On with our condensed story. After the shock of finding out he was healthy one day and given a death sentence the next day, we started the cancer journey. It's been a roller-coaster I've never experienced before. Covid has made the journey so much more difficult. Randy had surgery right away. Within 4 weeks, in August, he was alone in the hospital, where I had to drop him off at the door. The surgical team had the best robotic operating room around, in Rochester. After a 4 hour surgery, the surgeon called to tell me he had removed a softball size tumor, Randy's kidney, his adrenal gland and lymph nodes. Later testing showed the kidney was completely taken over with the tumor and the adrenal gland actually had a different tumor growing on it. All of it required a much larger incision and recovery was difficult and slow. A follow-up with blood work was set for December 3rd.

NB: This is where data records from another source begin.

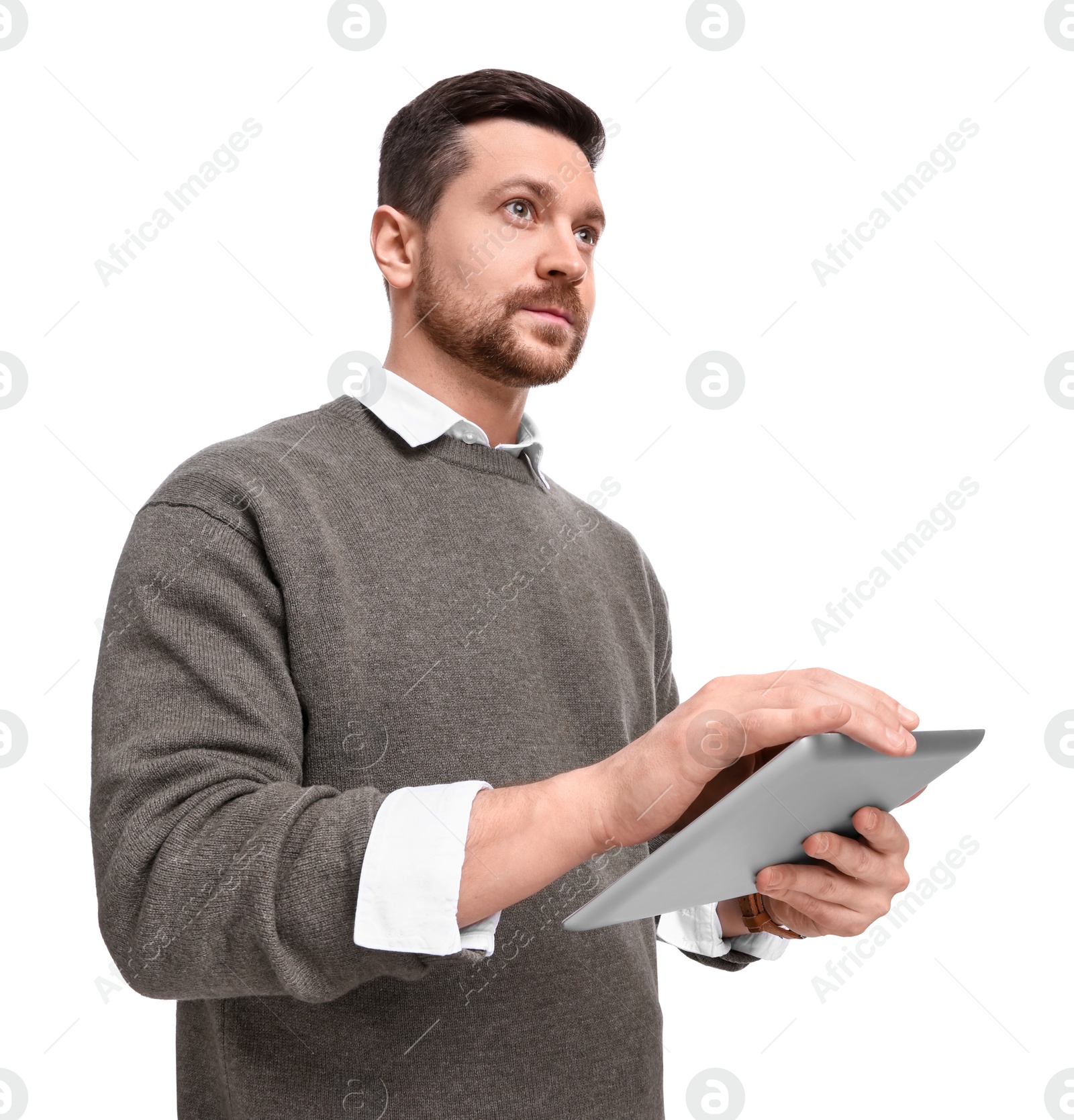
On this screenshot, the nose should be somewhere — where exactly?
[538,216,589,283]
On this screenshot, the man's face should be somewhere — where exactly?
[413,118,603,387]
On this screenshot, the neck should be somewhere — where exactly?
[384,322,528,447]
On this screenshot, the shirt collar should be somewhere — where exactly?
[360,366,549,489]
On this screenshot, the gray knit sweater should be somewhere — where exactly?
[91,395,752,1120]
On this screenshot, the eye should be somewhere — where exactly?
[504,198,533,221]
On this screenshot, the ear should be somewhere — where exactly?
[370,206,421,288]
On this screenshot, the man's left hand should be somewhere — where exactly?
[756,791,920,937]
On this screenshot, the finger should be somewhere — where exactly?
[766,683,916,754]
[756,864,881,913]
[802,669,920,731]
[738,700,914,756]
[850,794,916,859]
[738,701,860,755]
[797,832,897,886]
[762,895,830,937]
[762,892,883,937]
[779,667,920,729]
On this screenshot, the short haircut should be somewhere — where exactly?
[377,69,605,298]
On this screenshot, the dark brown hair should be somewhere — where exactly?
[377,69,605,291]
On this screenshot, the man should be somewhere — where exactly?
[91,71,917,1120]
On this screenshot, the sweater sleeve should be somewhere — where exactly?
[89,502,484,1002]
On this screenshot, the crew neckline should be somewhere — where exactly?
[322,393,551,494]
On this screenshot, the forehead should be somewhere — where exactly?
[447,116,603,220]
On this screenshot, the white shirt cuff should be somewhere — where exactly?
[656,902,787,961]
[354,782,501,956]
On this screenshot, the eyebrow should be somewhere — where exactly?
[487,175,608,230]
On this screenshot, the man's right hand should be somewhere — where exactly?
[457,669,918,926]
[593,669,918,850]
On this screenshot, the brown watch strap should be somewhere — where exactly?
[738,895,802,939]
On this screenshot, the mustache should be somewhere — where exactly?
[504,288,589,327]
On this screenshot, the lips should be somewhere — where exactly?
[522,307,575,326]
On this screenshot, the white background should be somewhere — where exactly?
[0,0,1074,1120]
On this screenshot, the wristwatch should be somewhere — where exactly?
[738,895,804,939]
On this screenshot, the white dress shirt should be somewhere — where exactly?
[354,369,787,960]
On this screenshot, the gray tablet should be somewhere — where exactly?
[563,731,985,929]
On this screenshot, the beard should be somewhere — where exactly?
[414,253,589,389]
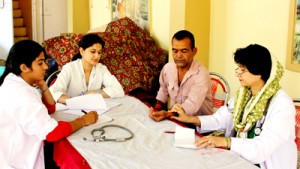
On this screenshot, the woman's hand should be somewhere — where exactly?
[194,136,231,149]
[149,107,168,122]
[171,104,201,126]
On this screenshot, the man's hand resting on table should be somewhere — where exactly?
[149,107,177,122]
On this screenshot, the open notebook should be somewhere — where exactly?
[56,94,120,116]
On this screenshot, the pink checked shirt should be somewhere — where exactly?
[156,60,213,116]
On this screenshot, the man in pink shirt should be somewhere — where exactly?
[149,30,213,121]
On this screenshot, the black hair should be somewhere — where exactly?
[172,30,195,49]
[72,33,105,61]
[0,40,44,86]
[234,44,272,82]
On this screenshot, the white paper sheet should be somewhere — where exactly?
[66,94,108,110]
[173,126,196,149]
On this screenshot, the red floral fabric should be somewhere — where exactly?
[43,17,167,94]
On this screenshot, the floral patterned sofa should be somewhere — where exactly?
[43,17,167,104]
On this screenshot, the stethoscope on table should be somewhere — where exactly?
[83,124,134,142]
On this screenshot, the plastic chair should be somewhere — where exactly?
[293,99,300,169]
[209,72,230,112]
[46,70,60,87]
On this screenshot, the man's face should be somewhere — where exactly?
[172,38,197,69]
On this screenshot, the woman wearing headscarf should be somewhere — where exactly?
[171,44,297,169]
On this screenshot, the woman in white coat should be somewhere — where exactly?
[0,40,98,169]
[50,34,124,103]
[171,44,297,169]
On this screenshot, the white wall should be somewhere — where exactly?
[209,0,300,98]
[0,0,14,60]
[150,0,171,51]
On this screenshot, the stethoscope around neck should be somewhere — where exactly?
[83,124,134,143]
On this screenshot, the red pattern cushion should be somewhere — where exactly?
[43,18,167,94]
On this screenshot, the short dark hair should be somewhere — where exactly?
[172,30,195,49]
[72,33,105,61]
[0,40,44,86]
[234,44,272,82]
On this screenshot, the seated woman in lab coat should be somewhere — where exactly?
[50,33,124,103]
[0,40,98,169]
[161,44,297,169]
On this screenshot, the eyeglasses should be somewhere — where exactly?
[235,67,249,76]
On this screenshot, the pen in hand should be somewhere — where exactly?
[81,110,87,114]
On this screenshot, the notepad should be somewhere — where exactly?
[173,126,196,149]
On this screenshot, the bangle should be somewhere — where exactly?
[225,137,229,150]
[79,118,85,127]
[41,87,49,93]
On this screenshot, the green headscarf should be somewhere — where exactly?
[233,56,284,138]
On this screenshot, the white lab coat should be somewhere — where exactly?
[0,73,58,169]
[50,59,124,101]
[197,90,297,169]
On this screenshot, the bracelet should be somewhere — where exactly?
[225,137,229,150]
[79,118,85,127]
[41,87,49,93]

December 3rd, which was only a mere week ago today, we were once again staring at more tumors in the same area. Now there is a life threatening tumor nestled between his main aorta and vein going into his heart. It is already 1.5" across in just 3 months. Another tumor is growing in his lung. It was devastating news. In a very short amount of time, the tumor will be pressing against that aorta. This surgery is much more difficult. The surgeon explained it this way: the body is put together like puzzle pieces. Everything in a proper place. By removing the kidney, adrenal gland and lymph nodes, along with a huge tumor, that space is now filled with other body parts and a lot of scar tissue. Going back in there is now very complicated and they are working around a very delicate area. It will take 2 surgeons this time and most likely have to be done the old fashioned way without the robotics. They are trying to schedule the surgery for early January.
Now that I've got the basics written down, I'll start journaling more of the personal side of our journey. It's not all black and white like these words on a screen. My hope is to have a written record to look back on as this unfolds. And someday, to read the memories that will be a blur in my memory. And for those of you reading along, maybe it will encourage someone on the good days, it will definitely give you a glimpse of what terminal cancer is like for a family of 6 kids and 7, soon to be 8, grandkids all about to lose their dad, step-dad, pop-pop and husband.